J’avais été très élogieux avec UMLA lors de sa sortie, et c’est en partie à cause de cette fameuse facilité dont le rappeur parisien fait la démonstration depuis plusieurs années. Écouter Alpha Wann rapper, c’est un peu comme regarder une étape du Tour de France : c’est chiant pour les gens qui ne cherchent que le divertissement, eux qui trouveront les sept heures de course plutôt ennuyantes. Sauf que les vrais amateurs du genre, les puristes, vont apprécier chaque coup de pédale, chaque changement de cadence, chaque nuance dans la stratégie.
Si sa méthode peut sembler aride, voire ennuyeuse pour les fans de trap, chaque changement de flow est imprévisible, précis et pertinent. Les punchlines sont recherchées et possèdent un équilibre remarquable entre knowledge et accessibilité. Les moins attentifs retiendront Michael Jordan et AirBnb, alors que les plus curieux reconnaîtront des références à l’esclavagisme et à la lutte aux stéréotypes.
Très fort.
Vald — Journal Perso 2
« Ouais, le sexe et l’argent, ça fait tout, j’ai les deux et pourtant, ça fait rien
Ne respire pas mon air, ça m’étouffe, j’veux être libre, le reste, j’m’en bats les reins »
Cette chanson est sortie il y a quelques semaines déjà, mais je ne l’avais pas écoutée, car je préférais l’entendre lors de mon écoute du nouvel album de Vald, Ce monde est cruel, sorti vendredi dernier.
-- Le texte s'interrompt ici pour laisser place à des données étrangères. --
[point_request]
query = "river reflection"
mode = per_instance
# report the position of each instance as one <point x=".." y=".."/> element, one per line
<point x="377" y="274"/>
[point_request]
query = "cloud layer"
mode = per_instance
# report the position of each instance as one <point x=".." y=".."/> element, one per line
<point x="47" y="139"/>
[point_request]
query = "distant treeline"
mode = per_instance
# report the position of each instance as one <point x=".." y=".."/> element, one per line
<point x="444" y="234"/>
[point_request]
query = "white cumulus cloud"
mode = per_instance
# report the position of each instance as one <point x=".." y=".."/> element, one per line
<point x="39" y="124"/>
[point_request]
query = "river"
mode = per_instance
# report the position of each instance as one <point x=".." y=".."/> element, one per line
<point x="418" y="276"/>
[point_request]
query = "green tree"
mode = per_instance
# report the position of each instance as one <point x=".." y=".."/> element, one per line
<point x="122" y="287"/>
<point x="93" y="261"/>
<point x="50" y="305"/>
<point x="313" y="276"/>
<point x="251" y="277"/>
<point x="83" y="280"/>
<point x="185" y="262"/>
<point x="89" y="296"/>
J’ai été quelque peu surpris du ton de Journal Perso 2, qui place plus que jamais le rappeur français dans une approche réaliste qui l’éloigne du personnage qu’il a bâti à ses débuts.
C’est tant mieux, parce qu’on découvre un humain intelligent, conscient des effets de la célébrité et pas nécessairement à l’aise avec ses conséquences. C’est d’ailleurs une thématique récurrente sur Ce monde est cruel, qui s’affirme clairement comme l’album le plus abouti de Vald. La production est riche et sied à merveille le flow changeant du rappeur qui m’avait convaincu sur Xeu, son dernier album sorti en 2018.
Désormais éloigné de ses gimmicks, mais jamais de son sens de l’humour, on sent l’équilibre dans les choix de Vald qui se permet autant d’envolées humoristiques que de real talk. Sur Journal Perso 2, ça se traduit en critique sociale qui explore autant le côté conspirationniste du rappeur qu’on a connu par le passé, que sa consommation de porno, que ses envies de liberté ou même l’emprise de l’Occident sur l’Afrique et l’Asie. Tout ça sans être lourd, sur une trame de piano magnifique.
Autant dire que si Ce monde est cruel, il est parfois cruellement beau malgré tout. Au moins le temps d’une chanson.